The computation itself is cheap enough that I’d expect it to be dominated by memory bandwidth if you calculate both the value and gradient at the same time
julia> function gradient_only(itp_img, locs)
s = itp_img(locs[1]...)*0
@inbounds for loc in locs
s += sum(Interpolations.gradient(itp_img, loc...))
end
return s
end
gradient_only (generic function with 1 method)
julia> function gradient_value(itp_img, locs)
s = itp_img(locs[1]...)*0
@inbounds for loc in locs
s += itp_img(loc...)
s += sum(Interpolations.gradient(itp_img, loc...))
end
return s
end
gradient_value (generic function with 1 method)
julia> img = rand(RGB{N0f8}, 1024, 1024);
julia> locs = collect(zip(rand(axes(img, 1), 2048), rand(axes(img, 2), 2048)));
julia> itp_img = linear_interpolation(axes(img), img);
julia> @btime gradient_only($itp_img, $locs)

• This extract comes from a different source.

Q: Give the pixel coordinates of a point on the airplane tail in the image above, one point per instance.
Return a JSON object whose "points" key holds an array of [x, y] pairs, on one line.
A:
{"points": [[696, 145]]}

69.400 μs (0 allocations: 0 bytes)
RGB{Float64}(-1.1529411764705895,-18.10980392156866,-1.8392156862744766)
julia> @btime gradient_value($itp_img, $locs)
65.600 μs (0 allocations: 0 bytes)
RGB{Float64}(1030.321568627451,1024.2039215686275,1020.3254901960775)
Strange - calculating the value and gradient was slightly faster than calculating the gradient alone! Probably a benchmarking artifact.